LD-IL-2 therapy is generally well tolerated at lower dose ranges, with the most commonly reported adverse events being injection site reactions and flu-like syndromes. These adverse events were mostly mild and resolved quickly with symptomatic treatment or discontinuation. However, it should be noted that IL-2 dose escalation above 1 MIU/day may not be well tolerated in some patients and can lead to increased expansion of NK cells and higher frequency of side effects [46].
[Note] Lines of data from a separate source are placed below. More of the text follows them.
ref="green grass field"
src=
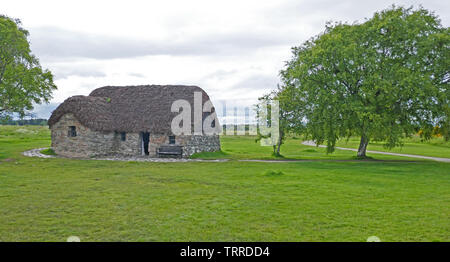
[0,126,450,241]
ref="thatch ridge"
[48,85,214,134]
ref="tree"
[281,6,450,157]
[0,15,56,119]
[255,86,303,157]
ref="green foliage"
[281,6,450,155]
[0,118,48,126]
[0,15,56,119]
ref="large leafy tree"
[0,15,56,118]
[281,6,450,157]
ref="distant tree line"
[0,118,47,126]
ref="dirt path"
[302,141,450,162]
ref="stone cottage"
[48,85,220,157]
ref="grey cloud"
[233,75,279,92]
[27,103,59,119]
[30,27,300,59]
[52,66,106,79]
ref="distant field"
[0,126,450,241]
[194,136,450,160]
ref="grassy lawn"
[337,136,450,158]
[194,136,450,161]
[0,126,450,241]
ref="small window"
[67,126,77,137]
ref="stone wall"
[51,114,141,157]
[149,134,220,158]
[51,114,220,158]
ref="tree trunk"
[277,138,281,156]
[357,135,369,157]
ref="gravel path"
[22,147,228,163]
[302,141,450,162]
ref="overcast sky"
[0,0,450,118]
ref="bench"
[156,146,183,157]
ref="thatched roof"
[48,85,218,134]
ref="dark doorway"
[142,132,150,156]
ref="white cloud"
[1,0,450,118]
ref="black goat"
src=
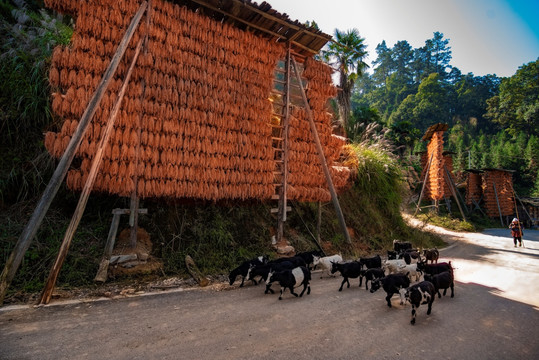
[371,274,410,307]
[268,266,311,300]
[331,261,361,291]
[359,268,385,290]
[228,255,268,287]
[404,281,436,325]
[425,271,455,298]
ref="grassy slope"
[0,1,440,295]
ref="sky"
[267,0,539,77]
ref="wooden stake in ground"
[291,57,352,244]
[0,2,147,305]
[414,154,434,216]
[39,39,146,304]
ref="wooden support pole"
[444,166,468,221]
[277,45,290,242]
[316,201,322,243]
[0,2,147,305]
[492,181,505,226]
[414,154,434,216]
[444,165,470,214]
[292,57,352,244]
[39,39,142,304]
[129,0,152,249]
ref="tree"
[413,73,451,131]
[345,107,380,142]
[486,58,539,137]
[372,40,394,86]
[322,29,368,131]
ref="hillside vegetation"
[0,0,448,301]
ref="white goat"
[313,255,342,279]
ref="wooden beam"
[129,0,152,249]
[292,57,352,244]
[444,165,468,221]
[414,153,434,216]
[39,38,143,304]
[492,181,505,226]
[0,2,147,305]
[191,0,320,55]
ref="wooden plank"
[444,165,468,221]
[40,36,146,304]
[492,181,505,226]
[0,2,147,305]
[292,57,352,244]
[270,206,292,214]
[414,153,434,216]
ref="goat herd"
[229,240,454,325]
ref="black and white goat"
[398,250,421,265]
[371,274,410,307]
[313,255,342,279]
[228,255,268,287]
[425,271,455,298]
[359,268,385,290]
[266,266,311,300]
[404,281,436,325]
[246,261,297,288]
[423,248,440,264]
[331,261,361,291]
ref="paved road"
[0,226,539,360]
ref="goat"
[359,268,385,290]
[417,261,453,275]
[382,259,407,274]
[246,261,296,288]
[425,271,455,298]
[399,250,421,265]
[313,255,342,279]
[296,250,323,270]
[266,266,311,300]
[399,264,423,282]
[359,255,382,269]
[331,261,361,291]
[228,255,268,287]
[371,274,410,307]
[404,281,436,325]
[423,248,440,264]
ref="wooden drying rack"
[0,0,351,305]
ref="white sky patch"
[268,0,539,76]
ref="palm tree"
[322,29,369,132]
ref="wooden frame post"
[444,166,468,221]
[39,36,146,304]
[277,44,291,242]
[291,57,352,244]
[492,181,505,226]
[0,2,147,305]
[414,154,434,216]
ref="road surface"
[0,229,539,360]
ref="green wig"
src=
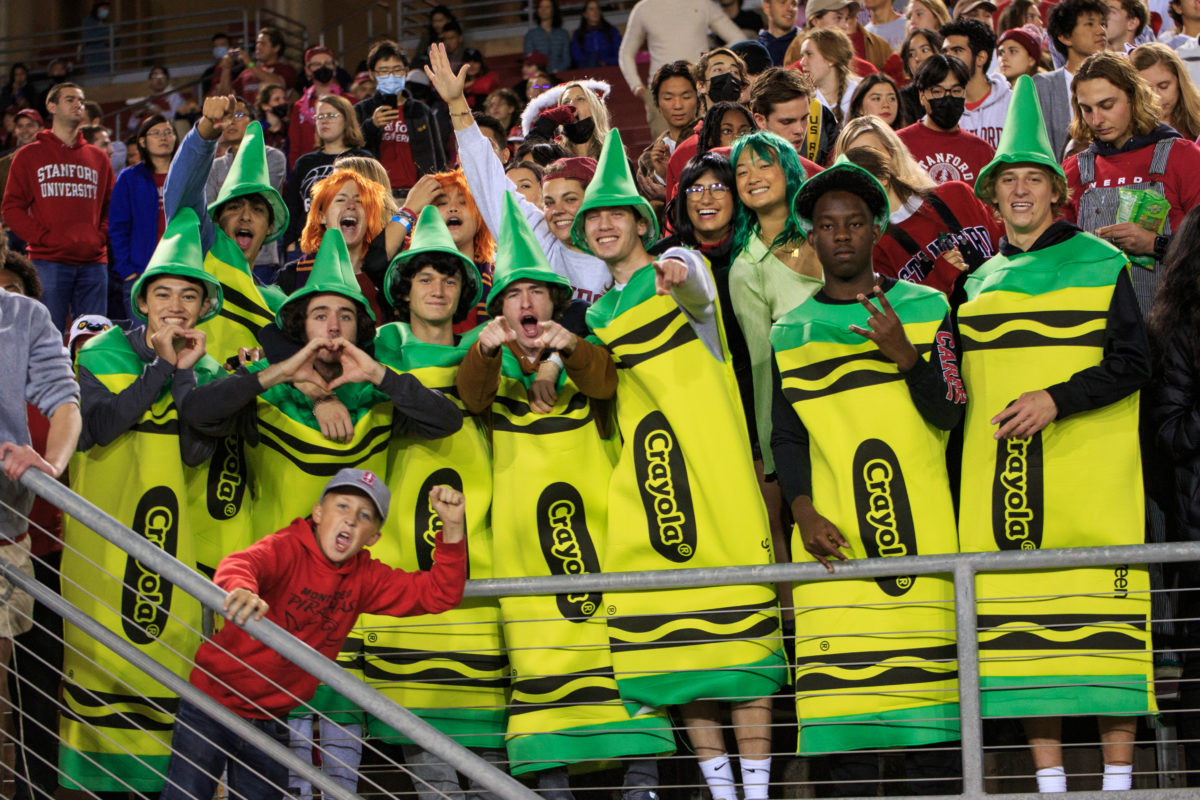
[730,131,806,255]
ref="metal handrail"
[4,469,539,800]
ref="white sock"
[700,756,738,800]
[1038,766,1067,792]
[1100,764,1133,792]
[738,756,770,800]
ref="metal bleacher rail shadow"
[7,460,1200,800]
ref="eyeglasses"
[925,86,967,100]
[683,184,730,200]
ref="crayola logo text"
[991,432,1044,551]
[121,486,179,644]
[413,467,469,570]
[208,437,246,521]
[634,411,696,564]
[853,439,918,597]
[538,481,601,622]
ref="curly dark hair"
[1147,206,1200,368]
[280,291,376,348]
[4,248,42,300]
[388,253,475,323]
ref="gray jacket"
[1033,67,1074,161]
[0,290,79,537]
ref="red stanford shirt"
[896,122,996,186]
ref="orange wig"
[433,169,496,264]
[300,169,388,253]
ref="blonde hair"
[904,0,950,28]
[785,28,854,122]
[300,169,384,253]
[1129,42,1200,139]
[832,114,937,191]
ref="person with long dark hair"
[571,0,620,70]
[108,114,179,319]
[846,72,908,131]
[1144,201,1200,786]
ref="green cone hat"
[131,206,223,323]
[487,192,578,317]
[383,205,484,321]
[571,128,659,253]
[275,228,374,335]
[209,122,288,243]
[976,76,1067,199]
[796,155,892,236]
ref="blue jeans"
[158,699,288,800]
[34,260,108,331]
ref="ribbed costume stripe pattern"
[492,348,674,775]
[359,323,509,747]
[770,281,959,756]
[588,267,786,705]
[58,327,218,793]
[959,233,1154,716]
[247,361,392,723]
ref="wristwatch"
[1154,234,1171,258]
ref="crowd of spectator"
[0,0,1200,800]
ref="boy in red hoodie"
[161,469,467,800]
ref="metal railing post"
[4,469,539,800]
[0,561,360,800]
[954,559,984,798]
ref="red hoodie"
[0,130,113,265]
[190,518,467,720]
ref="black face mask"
[929,95,966,131]
[563,116,596,144]
[708,72,742,103]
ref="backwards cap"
[131,205,223,323]
[976,76,1067,199]
[383,206,480,319]
[275,228,374,335]
[487,192,578,311]
[209,121,288,243]
[796,155,890,236]
[571,128,659,253]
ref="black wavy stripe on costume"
[258,417,391,477]
[780,343,934,381]
[979,631,1146,654]
[796,666,959,692]
[62,681,179,730]
[612,320,696,369]
[607,600,775,633]
[959,323,1105,350]
[607,307,683,351]
[966,309,1109,331]
[608,616,779,652]
[492,392,592,435]
[796,644,959,669]
[221,283,271,332]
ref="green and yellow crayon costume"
[58,209,221,793]
[572,131,786,705]
[247,230,394,723]
[359,205,509,748]
[959,78,1154,716]
[490,196,674,775]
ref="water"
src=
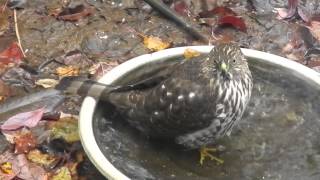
[93,57,320,180]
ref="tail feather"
[55,76,113,98]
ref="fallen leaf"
[35,79,59,88]
[16,154,48,180]
[306,17,320,41]
[199,6,237,18]
[57,4,94,21]
[56,66,79,77]
[0,42,23,64]
[1,108,44,130]
[143,36,171,51]
[0,162,13,175]
[89,61,119,79]
[51,167,72,180]
[14,132,37,154]
[27,149,56,167]
[183,48,201,59]
[0,151,48,180]
[276,0,299,19]
[1,67,35,88]
[218,16,247,32]
[48,117,80,143]
[56,50,92,68]
[173,1,191,16]
[275,0,310,22]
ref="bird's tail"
[55,76,114,99]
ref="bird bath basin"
[79,46,320,180]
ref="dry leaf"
[57,4,94,21]
[35,79,59,88]
[49,117,80,143]
[14,132,37,154]
[56,66,79,77]
[89,61,119,79]
[183,48,201,59]
[0,42,23,64]
[1,108,44,130]
[27,149,56,167]
[0,151,48,180]
[51,167,72,180]
[143,36,170,51]
[0,162,13,175]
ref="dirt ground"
[0,0,320,179]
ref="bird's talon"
[200,147,224,165]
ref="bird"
[56,43,253,164]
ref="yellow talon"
[200,147,224,166]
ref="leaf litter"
[0,0,320,179]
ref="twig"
[1,0,9,13]
[13,9,26,57]
[144,0,209,43]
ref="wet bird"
[56,43,252,163]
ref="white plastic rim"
[79,46,320,180]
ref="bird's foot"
[200,147,224,165]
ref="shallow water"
[93,57,320,180]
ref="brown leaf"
[14,132,37,154]
[51,167,72,180]
[0,42,23,64]
[56,66,79,77]
[48,117,80,143]
[173,1,190,16]
[0,151,48,180]
[276,0,299,19]
[143,36,171,51]
[89,61,119,79]
[218,16,247,32]
[0,162,13,175]
[57,4,94,21]
[1,108,44,130]
[35,79,59,88]
[27,149,56,167]
[199,7,237,18]
[183,48,201,59]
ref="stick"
[144,0,209,43]
[13,9,26,57]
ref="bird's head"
[206,43,249,80]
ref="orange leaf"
[58,4,93,21]
[0,42,23,64]
[56,66,79,77]
[14,132,37,154]
[0,162,13,174]
[183,48,201,59]
[143,36,170,51]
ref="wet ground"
[0,0,320,179]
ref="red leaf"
[199,7,237,18]
[58,4,93,21]
[14,132,37,154]
[0,42,23,64]
[1,108,44,130]
[276,0,299,19]
[306,16,320,41]
[218,16,247,32]
[0,151,48,180]
[173,1,190,16]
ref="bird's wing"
[112,61,184,92]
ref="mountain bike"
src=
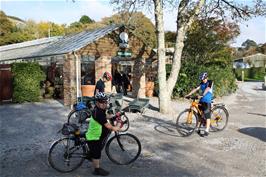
[176,96,229,136]
[48,112,141,173]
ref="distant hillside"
[7,16,26,25]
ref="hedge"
[11,63,45,103]
[234,67,266,81]
[155,63,237,97]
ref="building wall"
[78,31,151,97]
[64,32,155,105]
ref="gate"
[0,64,13,102]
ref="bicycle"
[67,95,129,132]
[48,112,141,173]
[176,96,229,136]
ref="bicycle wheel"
[210,106,229,132]
[105,133,141,165]
[48,138,86,173]
[67,109,91,127]
[119,114,129,132]
[176,109,198,136]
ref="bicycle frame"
[187,98,203,124]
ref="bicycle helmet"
[95,92,108,102]
[103,71,112,81]
[199,72,208,81]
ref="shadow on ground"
[238,127,266,142]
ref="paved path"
[0,82,266,177]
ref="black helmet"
[199,72,208,81]
[95,92,108,102]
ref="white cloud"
[233,17,266,46]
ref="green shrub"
[155,62,237,97]
[234,67,266,81]
[11,63,45,103]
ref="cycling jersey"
[200,80,213,103]
[86,106,110,141]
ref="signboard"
[117,51,132,57]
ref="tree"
[0,11,13,36]
[241,39,257,49]
[79,15,95,24]
[100,12,156,47]
[112,0,266,113]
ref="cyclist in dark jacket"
[86,92,120,176]
[185,72,213,136]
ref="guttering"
[73,51,80,99]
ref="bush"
[11,63,45,103]
[234,67,266,81]
[155,62,237,97]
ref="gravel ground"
[0,82,266,177]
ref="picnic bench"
[128,98,149,114]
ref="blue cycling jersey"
[200,80,213,103]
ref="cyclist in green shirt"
[86,92,120,176]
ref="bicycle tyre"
[48,138,86,173]
[210,106,229,132]
[119,114,129,132]
[105,133,141,165]
[67,109,91,126]
[176,109,198,137]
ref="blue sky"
[0,0,266,46]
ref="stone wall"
[64,31,154,105]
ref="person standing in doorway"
[122,73,130,96]
[94,71,112,96]
[114,69,122,93]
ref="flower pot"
[146,81,154,97]
[81,85,95,97]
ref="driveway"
[0,82,266,177]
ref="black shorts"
[87,140,104,159]
[87,134,110,159]
[199,102,211,119]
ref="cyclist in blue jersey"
[185,72,213,136]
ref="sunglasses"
[98,101,108,104]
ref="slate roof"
[0,25,120,61]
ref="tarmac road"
[0,82,266,177]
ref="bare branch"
[221,0,249,18]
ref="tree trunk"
[154,0,169,113]
[153,0,205,113]
[166,0,205,103]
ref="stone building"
[0,25,155,105]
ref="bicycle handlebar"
[185,95,199,100]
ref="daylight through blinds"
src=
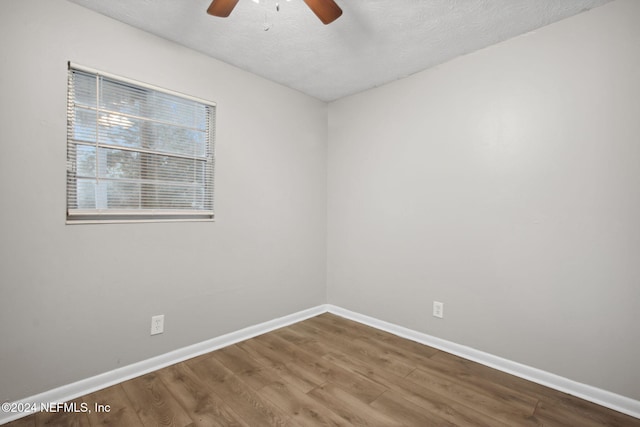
[67,67,215,224]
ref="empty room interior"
[0,0,640,426]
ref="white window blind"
[67,64,215,222]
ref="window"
[67,64,215,223]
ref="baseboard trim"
[327,304,640,418]
[0,304,327,425]
[0,304,640,425]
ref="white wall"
[0,0,327,401]
[327,0,640,399]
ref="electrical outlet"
[433,301,444,319]
[151,314,164,335]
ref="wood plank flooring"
[7,313,640,427]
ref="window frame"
[66,62,217,224]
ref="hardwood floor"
[7,314,640,427]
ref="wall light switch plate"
[433,301,444,319]
[151,314,164,335]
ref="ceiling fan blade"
[304,0,342,25]
[207,0,238,18]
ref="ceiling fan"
[207,0,342,25]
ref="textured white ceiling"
[69,0,611,101]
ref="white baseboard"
[0,304,640,425]
[327,304,640,418]
[0,304,327,425]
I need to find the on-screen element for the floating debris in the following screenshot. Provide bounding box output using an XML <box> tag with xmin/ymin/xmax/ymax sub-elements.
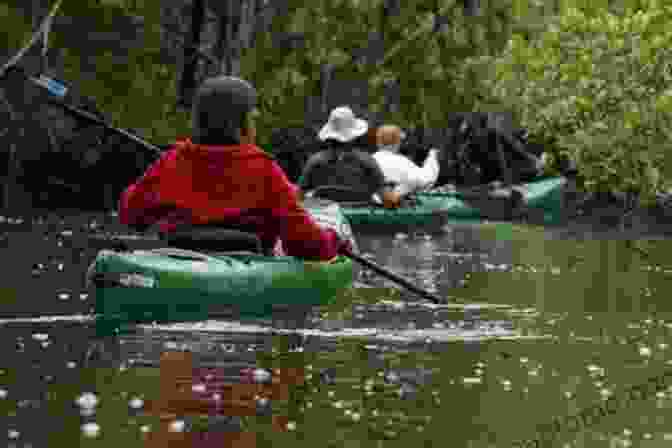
<box><xmin>82</xmin><ymin>422</ymin><xmax>100</xmax><ymax>438</ymax></box>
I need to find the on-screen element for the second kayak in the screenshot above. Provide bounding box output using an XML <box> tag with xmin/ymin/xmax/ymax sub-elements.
<box><xmin>87</xmin><ymin>200</ymin><xmax>357</xmax><ymax>323</ymax></box>
<box><xmin>341</xmin><ymin>177</ymin><xmax>566</xmax><ymax>232</ymax></box>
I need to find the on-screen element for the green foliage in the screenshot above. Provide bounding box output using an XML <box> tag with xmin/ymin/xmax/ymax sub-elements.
<box><xmin>4</xmin><ymin>0</ymin><xmax>511</xmax><ymax>150</ymax></box>
<box><xmin>466</xmin><ymin>1</ymin><xmax>672</xmax><ymax>202</ymax></box>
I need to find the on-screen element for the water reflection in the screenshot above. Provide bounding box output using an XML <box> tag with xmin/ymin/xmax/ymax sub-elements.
<box><xmin>0</xmin><ymin>214</ymin><xmax>672</xmax><ymax>448</ymax></box>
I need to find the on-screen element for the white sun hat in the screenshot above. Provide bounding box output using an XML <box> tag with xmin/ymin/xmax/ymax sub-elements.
<box><xmin>318</xmin><ymin>106</ymin><xmax>369</xmax><ymax>143</ymax></box>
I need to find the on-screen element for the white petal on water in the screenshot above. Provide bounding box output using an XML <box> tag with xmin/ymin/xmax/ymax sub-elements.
<box><xmin>128</xmin><ymin>397</ymin><xmax>145</xmax><ymax>409</ymax></box>
<box><xmin>82</xmin><ymin>422</ymin><xmax>100</xmax><ymax>437</ymax></box>
<box><xmin>170</xmin><ymin>420</ymin><xmax>185</xmax><ymax>432</ymax></box>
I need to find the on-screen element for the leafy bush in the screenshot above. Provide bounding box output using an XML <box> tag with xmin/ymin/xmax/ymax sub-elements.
<box><xmin>465</xmin><ymin>0</ymin><xmax>672</xmax><ymax>203</ymax></box>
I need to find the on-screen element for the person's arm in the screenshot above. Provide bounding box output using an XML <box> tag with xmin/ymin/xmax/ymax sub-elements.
<box><xmin>119</xmin><ymin>149</ymin><xmax>177</xmax><ymax>230</ymax></box>
<box><xmin>268</xmin><ymin>162</ymin><xmax>343</xmax><ymax>260</ymax></box>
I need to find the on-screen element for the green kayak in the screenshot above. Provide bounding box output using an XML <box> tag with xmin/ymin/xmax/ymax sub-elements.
<box><xmin>87</xmin><ymin>201</ymin><xmax>356</xmax><ymax>323</ymax></box>
<box><xmin>341</xmin><ymin>177</ymin><xmax>566</xmax><ymax>232</ymax></box>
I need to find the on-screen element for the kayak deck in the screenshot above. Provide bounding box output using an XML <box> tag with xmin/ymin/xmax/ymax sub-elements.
<box><xmin>89</xmin><ymin>249</ymin><xmax>353</xmax><ymax>323</ymax></box>
<box><xmin>341</xmin><ymin>177</ymin><xmax>566</xmax><ymax>231</ymax></box>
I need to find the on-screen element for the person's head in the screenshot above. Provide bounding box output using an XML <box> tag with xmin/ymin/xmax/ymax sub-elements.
<box><xmin>192</xmin><ymin>76</ymin><xmax>258</xmax><ymax>145</ymax></box>
<box><xmin>318</xmin><ymin>106</ymin><xmax>369</xmax><ymax>143</ymax></box>
<box><xmin>376</xmin><ymin>124</ymin><xmax>406</xmax><ymax>152</ymax></box>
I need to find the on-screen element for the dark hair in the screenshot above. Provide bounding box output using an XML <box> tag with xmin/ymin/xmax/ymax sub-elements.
<box><xmin>193</xmin><ymin>110</ymin><xmax>250</xmax><ymax>145</ymax></box>
<box><xmin>192</xmin><ymin>76</ymin><xmax>257</xmax><ymax>145</ymax></box>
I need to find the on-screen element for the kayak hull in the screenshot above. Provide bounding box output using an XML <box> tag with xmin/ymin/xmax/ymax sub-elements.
<box><xmin>91</xmin><ymin>250</ymin><xmax>353</xmax><ymax>323</ymax></box>
<box><xmin>341</xmin><ymin>177</ymin><xmax>567</xmax><ymax>233</ymax></box>
<box><xmin>87</xmin><ymin>200</ymin><xmax>358</xmax><ymax>328</ymax></box>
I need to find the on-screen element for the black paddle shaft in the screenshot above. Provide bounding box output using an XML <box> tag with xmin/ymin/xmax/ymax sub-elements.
<box><xmin>341</xmin><ymin>249</ymin><xmax>445</xmax><ymax>304</ymax></box>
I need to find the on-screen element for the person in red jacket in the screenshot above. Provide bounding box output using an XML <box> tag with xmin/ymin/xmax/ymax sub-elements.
<box><xmin>119</xmin><ymin>76</ymin><xmax>349</xmax><ymax>260</ymax></box>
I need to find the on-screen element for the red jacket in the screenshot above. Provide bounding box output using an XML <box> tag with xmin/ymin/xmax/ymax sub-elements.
<box><xmin>119</xmin><ymin>140</ymin><xmax>339</xmax><ymax>260</ymax></box>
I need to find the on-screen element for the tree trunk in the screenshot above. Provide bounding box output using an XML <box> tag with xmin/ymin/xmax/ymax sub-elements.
<box><xmin>178</xmin><ymin>0</ymin><xmax>205</xmax><ymax>107</ymax></box>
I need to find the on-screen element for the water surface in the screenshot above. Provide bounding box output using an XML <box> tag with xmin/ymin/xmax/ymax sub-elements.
<box><xmin>0</xmin><ymin>217</ymin><xmax>672</xmax><ymax>447</ymax></box>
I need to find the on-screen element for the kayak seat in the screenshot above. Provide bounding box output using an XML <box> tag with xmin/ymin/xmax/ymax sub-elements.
<box><xmin>161</xmin><ymin>225</ymin><xmax>265</xmax><ymax>254</ymax></box>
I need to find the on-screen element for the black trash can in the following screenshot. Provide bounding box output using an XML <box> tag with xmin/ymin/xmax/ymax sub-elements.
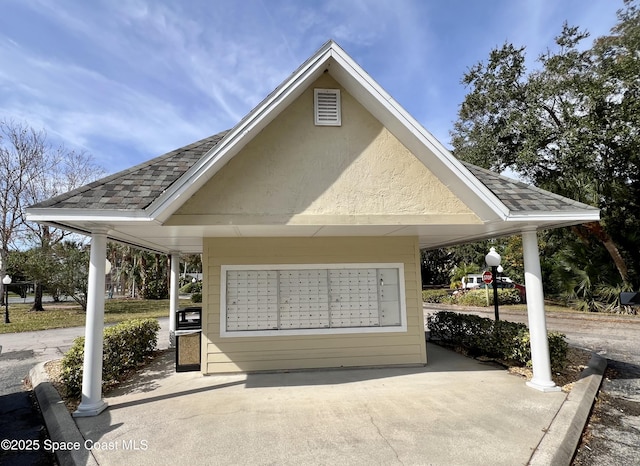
<box><xmin>175</xmin><ymin>306</ymin><xmax>202</xmax><ymax>372</ymax></box>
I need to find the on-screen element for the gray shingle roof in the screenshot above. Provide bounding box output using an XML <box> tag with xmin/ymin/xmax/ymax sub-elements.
<box><xmin>462</xmin><ymin>162</ymin><xmax>598</xmax><ymax>213</ymax></box>
<box><xmin>32</xmin><ymin>131</ymin><xmax>228</xmax><ymax>210</ymax></box>
<box><xmin>32</xmin><ymin>131</ymin><xmax>597</xmax><ymax>213</ymax></box>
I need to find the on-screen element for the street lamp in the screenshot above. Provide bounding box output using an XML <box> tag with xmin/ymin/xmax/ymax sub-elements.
<box><xmin>484</xmin><ymin>248</ymin><xmax>501</xmax><ymax>321</ymax></box>
<box><xmin>2</xmin><ymin>274</ymin><xmax>11</xmax><ymax>324</ymax></box>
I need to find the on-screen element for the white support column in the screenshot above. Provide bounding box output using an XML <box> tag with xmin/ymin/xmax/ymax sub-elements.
<box><xmin>522</xmin><ymin>229</ymin><xmax>560</xmax><ymax>392</ymax></box>
<box><xmin>169</xmin><ymin>252</ymin><xmax>180</xmax><ymax>346</ymax></box>
<box><xmin>73</xmin><ymin>230</ymin><xmax>107</xmax><ymax>417</ymax></box>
Our study had several limitations. First, we did not fully consider the effects of specific types of ARDs and disease duration, which may have contributed to the heterogeneity observed among the included studies. Second, the number of studies available for subgroup analysis was limited, which may have introduced bias to our results. Third, only published studies were included in the meta-analysis, and unpublished articles were excluded. Although no publication bias was detected through the funnel plot and Egger and Begg tests, the potential for publication and study selection bias still exists and may have influenced our findings. Therefore, further studies are needed to validate our results.

Conclusion

In conclusion, LD-IL-2 therapy has demonstrated favorable therapeutic effects on ARDs by modulating the proportion of lymphocyte subsets, and the incidence of adverse reactions among patients has been acceptable. LD-IL-2 treatment promotes the balance between effector T cells and regulatory T cells in patients with ARDs, resulting in reduced disease activity and restoration of immune balance. Our meta-analysis also provides evidence that daily injections of 0.5 million IU of IL-2 are more effective in inducing the balance of Th17/Treg and maintaining immune homeostasis compared to injections of 1 million IU every other day. Additionally, LD-IL-2 treatment can reduce disease activity in patients with RA and SLE by impacting the proportion of lymphocyte subsets. The majority of adverse events associated with LD-IL-2 therapy were mild and resolved quickly after discontinuation. In summary, LD-IL-2 therapy holds promise for revolutionizing the treatment of ARDs, but further intensive and long-term research is necessary to evaluate and enhance the effectiveness of this therapeutic approach.